We are going to model the probability of an aftershock with
1
p(x) = \frac{1}{1 + e^{-(\beta_0 + \beta_1x)}},
(1)
where x will be a variable that we use to make the prediction. We are going to find the best
parameter values \beta_0, \beta_1 to model the data of a given main event, by finding the values of
\beta_0, \beta_1 that minimise
f(\beta_0, \beta_1) = \sum_k -y_k \log(p(x_k; \beta_0, \beta_1)) - (1 - y_k)\log(1 - p(x_k, \beta_0, \beta_1)).
(2)
This expresion corresponds to the negative log-likelihood of a model. Here y_k \in \{0,1\} is the
observed outcome (no aftershock or aftershock present), and x_k is our predictor variable, that
we will define based on information about the earthquake.
(a) Implement a function fit(X, Y, gamma) that receives the vectors with values x_k and
y_k, and a step gamma for the gradient descent method, and returns \beta_0, \beta_1 obtained the
gradient descent method with starting point (0,0). Test it by computing the values for
2001BHUJINO1YAGI using the Euclidean norm of the stresses as X and the value of the
column aftershock as Y.
(b) Implement a function fit_file(fi,fu, gamma) that finds the optimal values of \beta_0, \beta_1
using gradient descent as before, using the data in the aftershock file fi, and the function
fu on the stresses (defined as in Question 1b).

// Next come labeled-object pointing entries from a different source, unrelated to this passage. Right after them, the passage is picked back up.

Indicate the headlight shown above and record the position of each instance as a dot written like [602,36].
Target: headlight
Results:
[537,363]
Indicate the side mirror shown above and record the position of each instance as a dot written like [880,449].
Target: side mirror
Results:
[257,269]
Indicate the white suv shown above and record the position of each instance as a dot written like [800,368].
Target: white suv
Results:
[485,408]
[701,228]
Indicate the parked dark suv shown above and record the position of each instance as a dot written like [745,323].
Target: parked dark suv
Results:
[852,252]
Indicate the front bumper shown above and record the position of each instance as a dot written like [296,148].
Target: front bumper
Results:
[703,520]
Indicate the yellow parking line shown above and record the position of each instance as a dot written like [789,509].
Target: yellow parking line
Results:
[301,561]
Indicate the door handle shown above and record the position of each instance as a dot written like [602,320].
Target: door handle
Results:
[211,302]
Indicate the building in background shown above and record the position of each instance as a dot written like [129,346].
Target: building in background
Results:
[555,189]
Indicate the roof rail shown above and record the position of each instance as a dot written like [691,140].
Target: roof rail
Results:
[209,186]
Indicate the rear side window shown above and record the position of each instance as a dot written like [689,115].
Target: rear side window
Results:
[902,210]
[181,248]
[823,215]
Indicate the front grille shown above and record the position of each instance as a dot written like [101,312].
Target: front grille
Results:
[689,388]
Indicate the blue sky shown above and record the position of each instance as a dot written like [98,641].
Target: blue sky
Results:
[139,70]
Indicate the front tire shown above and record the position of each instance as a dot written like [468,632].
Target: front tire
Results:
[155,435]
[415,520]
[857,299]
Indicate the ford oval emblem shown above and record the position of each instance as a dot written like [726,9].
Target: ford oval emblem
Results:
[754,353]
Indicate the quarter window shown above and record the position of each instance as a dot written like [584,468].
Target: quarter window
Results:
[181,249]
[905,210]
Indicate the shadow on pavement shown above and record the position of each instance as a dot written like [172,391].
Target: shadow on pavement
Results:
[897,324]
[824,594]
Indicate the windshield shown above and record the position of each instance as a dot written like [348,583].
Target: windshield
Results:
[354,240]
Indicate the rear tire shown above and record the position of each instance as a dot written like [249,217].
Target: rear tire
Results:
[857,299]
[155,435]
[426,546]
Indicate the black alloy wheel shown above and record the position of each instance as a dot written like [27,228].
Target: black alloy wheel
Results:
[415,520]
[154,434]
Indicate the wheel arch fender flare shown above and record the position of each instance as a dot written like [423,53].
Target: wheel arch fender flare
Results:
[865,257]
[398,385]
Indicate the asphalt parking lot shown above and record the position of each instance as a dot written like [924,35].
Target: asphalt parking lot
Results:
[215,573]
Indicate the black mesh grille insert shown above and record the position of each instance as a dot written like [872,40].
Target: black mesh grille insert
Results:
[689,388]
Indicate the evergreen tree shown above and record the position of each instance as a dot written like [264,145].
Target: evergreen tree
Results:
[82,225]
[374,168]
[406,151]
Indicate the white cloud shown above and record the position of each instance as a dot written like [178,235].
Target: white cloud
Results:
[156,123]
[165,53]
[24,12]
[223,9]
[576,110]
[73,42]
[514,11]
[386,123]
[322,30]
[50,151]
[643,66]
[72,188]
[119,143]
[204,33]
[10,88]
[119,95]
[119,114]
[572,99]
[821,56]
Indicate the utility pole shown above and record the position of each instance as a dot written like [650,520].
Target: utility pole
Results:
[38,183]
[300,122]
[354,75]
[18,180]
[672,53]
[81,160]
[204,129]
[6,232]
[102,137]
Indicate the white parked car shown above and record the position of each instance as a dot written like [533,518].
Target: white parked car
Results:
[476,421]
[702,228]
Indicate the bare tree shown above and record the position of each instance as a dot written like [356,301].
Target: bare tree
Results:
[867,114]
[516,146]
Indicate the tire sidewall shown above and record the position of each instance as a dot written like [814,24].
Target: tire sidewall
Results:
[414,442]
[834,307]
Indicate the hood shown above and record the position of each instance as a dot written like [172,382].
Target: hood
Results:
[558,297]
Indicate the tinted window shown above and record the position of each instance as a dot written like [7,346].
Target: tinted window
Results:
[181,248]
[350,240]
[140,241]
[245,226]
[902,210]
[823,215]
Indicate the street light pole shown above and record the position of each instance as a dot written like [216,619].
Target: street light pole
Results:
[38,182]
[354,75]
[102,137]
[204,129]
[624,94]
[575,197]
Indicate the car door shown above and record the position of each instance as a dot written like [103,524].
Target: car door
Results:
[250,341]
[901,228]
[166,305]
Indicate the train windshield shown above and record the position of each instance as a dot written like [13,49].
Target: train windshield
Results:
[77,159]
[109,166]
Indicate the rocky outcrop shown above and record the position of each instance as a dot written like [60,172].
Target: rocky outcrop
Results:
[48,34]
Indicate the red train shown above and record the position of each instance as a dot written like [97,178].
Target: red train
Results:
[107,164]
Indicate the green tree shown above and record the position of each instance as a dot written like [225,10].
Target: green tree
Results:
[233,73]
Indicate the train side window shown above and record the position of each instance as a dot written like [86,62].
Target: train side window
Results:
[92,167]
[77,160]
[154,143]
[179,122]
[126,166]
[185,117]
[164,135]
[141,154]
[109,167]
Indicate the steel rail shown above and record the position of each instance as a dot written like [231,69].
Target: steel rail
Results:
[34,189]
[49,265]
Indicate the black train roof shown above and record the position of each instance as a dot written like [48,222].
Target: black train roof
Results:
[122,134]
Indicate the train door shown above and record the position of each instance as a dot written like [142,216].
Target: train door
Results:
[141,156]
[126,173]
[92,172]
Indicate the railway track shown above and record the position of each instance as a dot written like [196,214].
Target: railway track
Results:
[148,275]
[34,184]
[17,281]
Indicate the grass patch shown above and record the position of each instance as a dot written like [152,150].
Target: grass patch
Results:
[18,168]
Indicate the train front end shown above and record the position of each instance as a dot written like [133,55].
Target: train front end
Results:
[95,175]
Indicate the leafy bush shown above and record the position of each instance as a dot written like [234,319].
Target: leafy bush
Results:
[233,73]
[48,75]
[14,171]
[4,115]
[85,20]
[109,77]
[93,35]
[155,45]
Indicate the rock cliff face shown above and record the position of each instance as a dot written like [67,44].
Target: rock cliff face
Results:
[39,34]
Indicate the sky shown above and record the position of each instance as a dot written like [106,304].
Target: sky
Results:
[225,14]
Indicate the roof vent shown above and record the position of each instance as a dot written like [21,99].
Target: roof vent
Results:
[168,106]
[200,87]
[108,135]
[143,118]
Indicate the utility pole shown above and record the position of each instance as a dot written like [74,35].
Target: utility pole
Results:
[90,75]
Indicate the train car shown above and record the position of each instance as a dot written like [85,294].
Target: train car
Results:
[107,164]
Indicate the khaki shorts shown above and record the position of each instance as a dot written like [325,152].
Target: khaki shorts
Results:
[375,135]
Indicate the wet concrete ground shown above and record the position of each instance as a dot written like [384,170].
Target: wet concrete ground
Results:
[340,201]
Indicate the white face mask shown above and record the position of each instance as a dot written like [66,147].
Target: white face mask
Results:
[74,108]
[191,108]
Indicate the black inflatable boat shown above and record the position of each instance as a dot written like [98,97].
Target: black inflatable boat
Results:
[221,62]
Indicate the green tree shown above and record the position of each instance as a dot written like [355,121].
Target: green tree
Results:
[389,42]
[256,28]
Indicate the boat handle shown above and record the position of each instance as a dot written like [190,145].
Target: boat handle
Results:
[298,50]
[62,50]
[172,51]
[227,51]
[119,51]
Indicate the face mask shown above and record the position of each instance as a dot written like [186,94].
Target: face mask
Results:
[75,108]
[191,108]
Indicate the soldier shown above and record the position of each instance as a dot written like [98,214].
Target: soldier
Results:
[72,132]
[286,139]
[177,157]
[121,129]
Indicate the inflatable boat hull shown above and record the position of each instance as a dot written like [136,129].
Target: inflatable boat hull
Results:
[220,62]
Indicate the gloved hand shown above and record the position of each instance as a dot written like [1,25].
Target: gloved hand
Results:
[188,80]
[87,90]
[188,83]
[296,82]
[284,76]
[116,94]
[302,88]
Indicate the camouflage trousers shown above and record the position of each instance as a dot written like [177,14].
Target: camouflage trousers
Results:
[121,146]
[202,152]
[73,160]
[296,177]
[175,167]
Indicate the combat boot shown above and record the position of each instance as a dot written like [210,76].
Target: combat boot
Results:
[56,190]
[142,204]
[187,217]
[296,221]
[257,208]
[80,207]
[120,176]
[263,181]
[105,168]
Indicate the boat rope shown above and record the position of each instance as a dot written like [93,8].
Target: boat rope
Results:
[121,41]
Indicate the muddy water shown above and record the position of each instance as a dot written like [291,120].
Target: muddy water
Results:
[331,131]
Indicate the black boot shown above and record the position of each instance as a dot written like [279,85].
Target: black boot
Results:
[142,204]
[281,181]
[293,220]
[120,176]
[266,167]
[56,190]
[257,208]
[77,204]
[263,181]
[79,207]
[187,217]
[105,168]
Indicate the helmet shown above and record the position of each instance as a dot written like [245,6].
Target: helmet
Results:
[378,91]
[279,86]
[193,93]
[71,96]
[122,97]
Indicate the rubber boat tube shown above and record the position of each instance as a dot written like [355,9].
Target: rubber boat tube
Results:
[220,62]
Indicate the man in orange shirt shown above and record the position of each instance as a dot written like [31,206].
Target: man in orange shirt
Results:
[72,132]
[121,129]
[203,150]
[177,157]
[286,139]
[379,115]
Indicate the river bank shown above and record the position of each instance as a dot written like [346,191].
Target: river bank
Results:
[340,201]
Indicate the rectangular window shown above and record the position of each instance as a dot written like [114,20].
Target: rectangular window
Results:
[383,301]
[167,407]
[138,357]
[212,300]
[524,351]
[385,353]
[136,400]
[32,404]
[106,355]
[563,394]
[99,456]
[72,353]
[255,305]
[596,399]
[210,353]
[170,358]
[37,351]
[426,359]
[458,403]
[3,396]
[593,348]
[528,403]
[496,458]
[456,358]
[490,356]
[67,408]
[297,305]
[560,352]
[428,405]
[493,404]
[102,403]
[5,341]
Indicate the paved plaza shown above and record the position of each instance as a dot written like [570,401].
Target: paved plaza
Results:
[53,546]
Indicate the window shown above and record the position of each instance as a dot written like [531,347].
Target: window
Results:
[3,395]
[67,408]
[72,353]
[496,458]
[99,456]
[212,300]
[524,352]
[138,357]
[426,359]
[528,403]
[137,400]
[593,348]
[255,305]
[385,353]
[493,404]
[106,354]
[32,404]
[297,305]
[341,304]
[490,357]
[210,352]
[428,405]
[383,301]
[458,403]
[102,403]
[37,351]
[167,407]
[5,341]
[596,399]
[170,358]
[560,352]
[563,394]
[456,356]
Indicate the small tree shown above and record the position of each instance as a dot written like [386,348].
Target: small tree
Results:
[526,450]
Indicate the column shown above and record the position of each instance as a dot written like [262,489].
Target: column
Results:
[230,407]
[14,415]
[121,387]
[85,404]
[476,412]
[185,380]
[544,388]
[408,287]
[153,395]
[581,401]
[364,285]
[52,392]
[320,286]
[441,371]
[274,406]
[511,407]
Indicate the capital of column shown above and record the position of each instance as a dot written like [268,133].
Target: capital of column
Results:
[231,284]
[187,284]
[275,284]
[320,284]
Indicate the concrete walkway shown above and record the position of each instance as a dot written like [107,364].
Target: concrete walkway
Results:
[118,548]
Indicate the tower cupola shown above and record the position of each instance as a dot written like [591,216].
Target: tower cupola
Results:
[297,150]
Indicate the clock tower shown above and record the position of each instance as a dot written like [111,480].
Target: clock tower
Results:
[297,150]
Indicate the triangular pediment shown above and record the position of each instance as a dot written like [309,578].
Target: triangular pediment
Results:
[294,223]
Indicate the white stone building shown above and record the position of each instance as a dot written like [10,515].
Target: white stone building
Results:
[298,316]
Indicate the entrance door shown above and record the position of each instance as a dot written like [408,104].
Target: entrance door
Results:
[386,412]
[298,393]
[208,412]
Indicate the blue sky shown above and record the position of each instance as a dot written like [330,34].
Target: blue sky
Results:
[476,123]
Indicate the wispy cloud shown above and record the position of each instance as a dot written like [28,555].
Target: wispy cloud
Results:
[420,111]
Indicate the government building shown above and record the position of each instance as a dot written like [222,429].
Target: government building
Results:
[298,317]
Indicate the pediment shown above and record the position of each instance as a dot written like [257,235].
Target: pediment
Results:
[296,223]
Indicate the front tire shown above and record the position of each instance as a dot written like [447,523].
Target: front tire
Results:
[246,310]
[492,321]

Test it by computing the values for
2001BHUJINO1YAGI using the Euclidean norm of the stresses as X and the value of the
column aftershock as Y.
(c) Implement a function factory fit_file_factory(fu,gamma) to fix the values of fu and
gamma in fit_file. Compute the values of \beta_0, \beta_1 for all events in selectedEvents,
using f(s_1,...,s_6) = \log(\sum_i |s_i|) and \gamma = 10^{-3}. Plot the results with \beta_0 in the x-axis
and \beta_1 in the y-axis, one point for each event.